«La lunga storia della città , l’antico Impero Romano e le fondamenta archeologiche mi affascinano. Sento le stratificazioni del tempo e vedo le tracce di storie di quasi 3000 anni vivide nei volti delle persone per strada», racconta Leiko Ikemura, che torna a Roma in occasione della sua mostra personale, Mia Mamma Roma, che Tim Van Laere Gallery ospita.
Roma è la prima città in cui Ikemura è arrivata dopo aver lasciato il Giappone per l’Europa in giovane età e Roma è la città in cui torna per presentare una mostra che, fin dal titolo, evoca grande affinità con il cinema italiano, in particolare con i film del regista italiano Pier Paolo Pasolini: alla stregua di Pasolini – la cui presenza iene percepita entrando nello spazio espositivo attraverso una selezione di fotogrammi del suo secondo film, Mamma Roma (1962) – Ikemura condivide l’interesse per l’umanizzazione di personaggi spesso trascurati dalla società e si interroga sulle nostre condizioni morali e su come trovare l’armonia in un mondo fratturato dai nostri pregiudizi.
In occasione di Mia Mamma Roma, Ikemura propone la serie Girls, che ha iniziato negli anni Novanta e a cui sta ancora lavorando.
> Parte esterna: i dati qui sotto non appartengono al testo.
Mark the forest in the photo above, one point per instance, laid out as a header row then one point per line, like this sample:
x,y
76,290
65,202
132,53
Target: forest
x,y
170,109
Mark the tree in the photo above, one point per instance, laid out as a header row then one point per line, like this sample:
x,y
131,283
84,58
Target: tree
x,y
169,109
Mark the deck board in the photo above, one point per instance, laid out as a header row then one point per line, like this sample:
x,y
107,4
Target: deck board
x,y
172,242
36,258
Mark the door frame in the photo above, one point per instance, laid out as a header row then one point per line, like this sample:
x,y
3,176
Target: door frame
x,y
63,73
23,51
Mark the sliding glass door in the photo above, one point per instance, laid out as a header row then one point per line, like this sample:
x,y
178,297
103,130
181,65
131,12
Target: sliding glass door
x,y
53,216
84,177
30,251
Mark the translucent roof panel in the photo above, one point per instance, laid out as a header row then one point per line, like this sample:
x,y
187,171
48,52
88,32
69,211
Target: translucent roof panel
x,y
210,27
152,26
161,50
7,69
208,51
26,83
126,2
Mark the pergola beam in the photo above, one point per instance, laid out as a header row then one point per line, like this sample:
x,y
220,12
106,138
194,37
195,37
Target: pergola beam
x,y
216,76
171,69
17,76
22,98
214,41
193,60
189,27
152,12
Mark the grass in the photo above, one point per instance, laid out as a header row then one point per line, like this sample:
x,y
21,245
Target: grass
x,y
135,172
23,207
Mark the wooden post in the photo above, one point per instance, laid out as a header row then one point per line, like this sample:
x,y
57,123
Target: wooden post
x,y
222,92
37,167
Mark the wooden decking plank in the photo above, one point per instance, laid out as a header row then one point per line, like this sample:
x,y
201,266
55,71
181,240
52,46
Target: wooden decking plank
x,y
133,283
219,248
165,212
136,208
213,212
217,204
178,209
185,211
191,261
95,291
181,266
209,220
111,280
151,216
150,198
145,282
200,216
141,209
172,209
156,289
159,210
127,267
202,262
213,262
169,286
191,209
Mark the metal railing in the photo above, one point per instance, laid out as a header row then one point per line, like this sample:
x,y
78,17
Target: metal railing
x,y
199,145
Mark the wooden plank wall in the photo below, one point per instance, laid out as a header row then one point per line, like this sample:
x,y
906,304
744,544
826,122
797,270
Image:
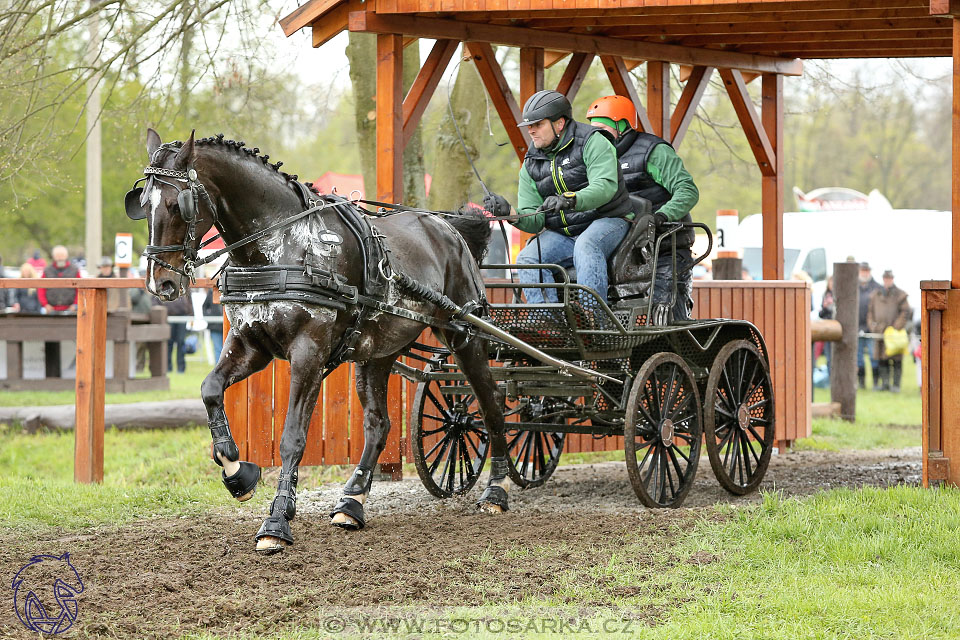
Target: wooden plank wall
x,y
256,407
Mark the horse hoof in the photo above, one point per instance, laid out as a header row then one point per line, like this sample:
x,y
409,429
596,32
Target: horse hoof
x,y
488,507
269,545
344,521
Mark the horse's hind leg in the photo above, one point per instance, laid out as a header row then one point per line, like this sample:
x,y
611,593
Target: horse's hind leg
x,y
372,378
473,360
241,361
307,361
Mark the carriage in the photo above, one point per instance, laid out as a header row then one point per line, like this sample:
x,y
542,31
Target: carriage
x,y
665,389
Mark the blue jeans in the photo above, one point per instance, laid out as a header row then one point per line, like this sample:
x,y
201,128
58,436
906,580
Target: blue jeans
x,y
588,253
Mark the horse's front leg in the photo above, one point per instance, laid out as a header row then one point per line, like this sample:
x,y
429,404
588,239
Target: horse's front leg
x,y
473,360
239,361
372,380
306,365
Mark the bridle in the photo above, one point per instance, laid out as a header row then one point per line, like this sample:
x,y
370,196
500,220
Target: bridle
x,y
187,201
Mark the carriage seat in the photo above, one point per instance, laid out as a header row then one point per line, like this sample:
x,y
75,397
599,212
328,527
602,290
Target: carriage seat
x,y
628,270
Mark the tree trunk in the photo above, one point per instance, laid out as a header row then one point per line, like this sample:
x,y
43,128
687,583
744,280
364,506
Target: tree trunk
x,y
362,54
453,180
Questi dipinti possono essere visti come una critica velata alla rappresentazione della figura femminile come passiva e senza voce nell’arte visiva. Si tratta di delicate silhouette dai colori fluidi che incontrano lo spettatore come un’apparizione, intessuta di luce, contrasto e trasparenza. Mentre le figure precedenti spesso irradiavano un misto di innocenza, vulnerabilità e malinconia, le sue nuove opere rivelano un affascinante lato coraggioso. Queste ragazze si risvegliano nel nostro tempo di incertezza, dove l’artista lascia le loro narrazioni aperte agli spettatori per far sì che i loro pensieri sull’infanzia, sul raggiungimento dell’età adulta e sulla maternità possano incontrarsi. Questi dipinti sono presentati insieme a due sculture. La scultura Mia Mamma Roma rivela una figura dalla forma di un vaso, che incarna concetti come rifugio, protezione, sicurezza, nutrimento e maternità , metafora ultima della creazione.
Di tutto questo, a poche ore dall’inaugurazione, ne abbiamo parlato con Leiko Ikemura.
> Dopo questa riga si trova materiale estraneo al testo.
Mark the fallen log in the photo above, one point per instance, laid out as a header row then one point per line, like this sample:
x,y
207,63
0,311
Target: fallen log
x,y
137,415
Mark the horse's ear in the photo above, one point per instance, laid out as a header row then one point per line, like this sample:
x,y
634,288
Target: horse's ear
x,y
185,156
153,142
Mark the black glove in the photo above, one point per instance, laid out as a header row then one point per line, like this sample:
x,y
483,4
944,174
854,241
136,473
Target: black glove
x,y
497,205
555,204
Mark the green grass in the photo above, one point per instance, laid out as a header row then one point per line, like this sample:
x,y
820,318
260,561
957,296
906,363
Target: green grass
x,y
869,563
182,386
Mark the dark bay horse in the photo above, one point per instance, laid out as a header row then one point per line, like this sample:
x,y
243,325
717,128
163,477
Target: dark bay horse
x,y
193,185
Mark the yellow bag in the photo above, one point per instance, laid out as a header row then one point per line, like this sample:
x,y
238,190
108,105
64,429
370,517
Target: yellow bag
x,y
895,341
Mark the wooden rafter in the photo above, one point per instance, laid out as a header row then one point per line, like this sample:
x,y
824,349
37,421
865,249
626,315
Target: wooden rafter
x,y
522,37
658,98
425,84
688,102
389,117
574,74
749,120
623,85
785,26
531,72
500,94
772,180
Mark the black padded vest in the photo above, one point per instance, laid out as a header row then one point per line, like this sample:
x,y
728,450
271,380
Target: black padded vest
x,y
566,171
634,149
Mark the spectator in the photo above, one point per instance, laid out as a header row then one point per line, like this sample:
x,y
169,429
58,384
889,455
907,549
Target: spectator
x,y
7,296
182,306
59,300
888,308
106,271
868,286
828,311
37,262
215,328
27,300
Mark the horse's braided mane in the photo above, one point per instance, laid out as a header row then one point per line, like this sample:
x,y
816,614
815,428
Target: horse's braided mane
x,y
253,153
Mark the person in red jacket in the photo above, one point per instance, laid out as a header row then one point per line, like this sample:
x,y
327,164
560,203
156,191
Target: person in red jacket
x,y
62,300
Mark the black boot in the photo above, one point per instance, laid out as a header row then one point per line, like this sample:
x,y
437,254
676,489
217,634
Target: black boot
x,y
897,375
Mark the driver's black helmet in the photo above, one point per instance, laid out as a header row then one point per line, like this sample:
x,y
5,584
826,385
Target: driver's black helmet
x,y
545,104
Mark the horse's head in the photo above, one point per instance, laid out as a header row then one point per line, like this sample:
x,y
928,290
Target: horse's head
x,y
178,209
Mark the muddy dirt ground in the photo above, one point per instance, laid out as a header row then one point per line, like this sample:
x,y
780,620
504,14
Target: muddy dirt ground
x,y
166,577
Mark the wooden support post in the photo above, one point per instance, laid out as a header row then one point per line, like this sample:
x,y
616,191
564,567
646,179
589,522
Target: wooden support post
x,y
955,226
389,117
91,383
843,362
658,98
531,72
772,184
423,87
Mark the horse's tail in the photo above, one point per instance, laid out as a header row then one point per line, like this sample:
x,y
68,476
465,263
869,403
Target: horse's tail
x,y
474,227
Prendendo spunto da una riflessione di Claudio Bologna per cui «le creature, non le cose; la rappresentazione della realtà , non il realismo, interessano a Pasolini», chi sono le sue Girls?
«Anche le mie ragazze sono creature e provengono da mondi diversi che si trovano al di là della realtà . Vivono in un regno tutto loro. La loro presenza richiama il passato ma presenta anche una visione dinamica del futuro».
Già il titolo, ma anche l’inizio del percorso espositivo, evocano una forte affinità con Pier Paolo Pasolini. Possiamo parlare, anche per la sua ricerca, di folgorazione figurativa? E se si, in che termini?
«Ammiro il lavoro di Pasolini perché è uno degli artisti più singolari e uno dei migliori registi che cerca la verità interrogando la condizione umana. Mi piace il suo modo di collegare tutti i diversi periodi della nostra immensa memoria. Roma, questa città è eterna e sento lo spesso strato del tempo. La proiezione all’ingresso è un invito al mio mondo attraverso i fotogrammi di Mamma Roma catturati dai miei occhi, ora trasformati in qualcosa di diverso, che vorrei condividere con i visitatori».
Nella mostra la scultura Mia Mamma Roma incarna concetti come rifugio, protezione, sicurezza, nutrimento e maternità . C’è un legame con quello che ha provato lei quando è venuta a Roma, in giovane età dopo aver lasciato il Giappone per l’Europa? Come ha inciso, o incide, nel suo lavoro il rapporto con questa città ?
«Sono rimasta affascinata dalla bellezza e dal comportamento naturale delle persone che passavano. Naturalmente le tracce del tempo e i monumenti sono impressionanti, ma sono stata più toccata dai frammenti di pezzi, che sono ancora molto vividi e mi raccontano storie o evocano immaginazioni».